Can anyone share their approach here ?

let time be n sec.

take square root of n, let it be no_x. This is the no. of minimum x in required string.

now no.of D after all the X=floor(n/no_x).

still we need (n%no_x) of XD(s). so place 1 D after (n%no_x)th X in the previous string

It was very interesting problem. I have also used the same approach as Shaswat but I can explain in a better way: suppose you have number of "X"s=a and number of "D"s=b. now you know that length of string will be (a+b) and you can contain maximum value a*b by forming a string in which all "X"s will come before all "D"s. example:- “XXXXDDD” have a=4 and b=3 hence maximum value it can give is 12. suppose we want to find string for n=13. then we can simply put one more “X” before one “D” at the end, i.e. string will be “XXXXDDXD”. for the value of n=11, we can just shift the last x one position after a “D” and string will be “XXXDXDD”. In this way we can first find the equivalent generating string and then modify it accordingly.

Happy Coding

If n is a perfect square, then we can directly find the correct string by writing ‘X’ sqrt(n) times followed by 'D’s sqrt(n) times.
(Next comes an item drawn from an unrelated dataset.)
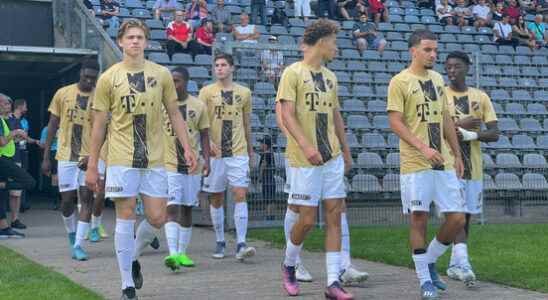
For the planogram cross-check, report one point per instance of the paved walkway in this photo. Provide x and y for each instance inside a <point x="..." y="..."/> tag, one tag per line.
<point x="258" y="278"/>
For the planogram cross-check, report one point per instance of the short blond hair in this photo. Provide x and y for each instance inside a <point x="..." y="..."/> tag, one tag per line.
<point x="132" y="23"/>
However, what if n is not a perfect square?Well, in that case we need to find the maximum number which is a perfect square but is less than n.

For example, if we have n = 13, then we will first solve for 9 since 9 is a perfect square and is less than 13.Lets call this perfect square we just derived as num.So, num = 9 i.e X’s = 3 and D’s = 3.Lets call them x and d resp.

Now, what we do is count the number of remaining 'XD’s.This is done by n - num.In case n was already a perfect square, we would get rem as 0 and we don’t need to do anything.However, in case of say 13, we will get `rem = 13 - 9 = 4. Now we already know that at this point of time, we have sqrt(num) X’s and D’s i.e 3 X’s and 3 D’s i.e XXXDDD.Now we will check that

```
while (rem > 0 and (d+1)*x<= n){
//Adding 1 'D' at end would increase our XD's x times.
rem -= x
//Since we can append a 'D' at the end without overshooting n, hence we increase the count of 'D'
d += 1
}
```

The second condition in the while loop is to prevent overshooting n by appending a ‘D’ at the end.If we are overshooting it, then we go to the next step which finds the correct answer for us.

Now in case we are unable to append a ‘D’ at the end so as to prevent getting more subsequences then required, then we need to add an ‘X’ somewhere in between the 'D’s.

```
if(rem >0){
//find the position as which we need to insert X in between the D's.
idx = d - rem
//increment d since we are also appending an X so that the for loop we will use will work for the correct number of D's
d += 1
}
```

Finally print the number of X’s.But while printing the D’s, check if we need to insert any X in between them.If we do, then while printing D, also print an ‘X’ at the correct position which is given by ‘idx’.

Here is a link to my solution - CodeChef: Practical coding for everyone

Let’s assume you are given an XD string you have to determine how many XD subsequences are there in the string.

This is pretty easy. Just count the number of D after every X and sum them up.

example: XDXXXDDDXD : 5 + 4 + 4 + 4 + 1 = 18

Now think you have given this sum and you have to form minimum XD string.

Let’s say this sum(n in the question) is a perfect square:

example:

1 : XD,

4 : XXDD,

9 : XXXDDD,

16 : XXXXDDDD,

as you can notice from the pattern if n is a perfect square you just need to print sqrt(n) ‘X’ followed by sqrt(n) ‘D’ ( and this is optimal ).

Now what if n is not a perfect square:

example n = 15:

lets say x = floor(sqrt(n))

therefore x * x<=n

in this case x=3

so we can form solution for n=9 using x=3

remaining XD subsequences are n-x*x ( 15 - 3*3 = 6)

Now we somehow have to insert the remaining XD subsequences in this string

Use logic discuss in the starting

if we insert a D after ‘k’ 'X’es then we form ‘k’ extra subsequences

in our example

XXXDDD

insert ‘D’ after 3 ‘X’ (as there are no more ‘X’)

XXXDDDD

subsequences still left to add = 6 - 3 = 3

again insert ‘D’ after 3 ‘X’

XXXDDDDD

now we have got our answer

proof:

maximum difference between n and x*x could be 2x (it is easy to derive mathematically)

we have x 'X’es in our string

after inserting 2 'D’s after all the 'X’es we can make our required string.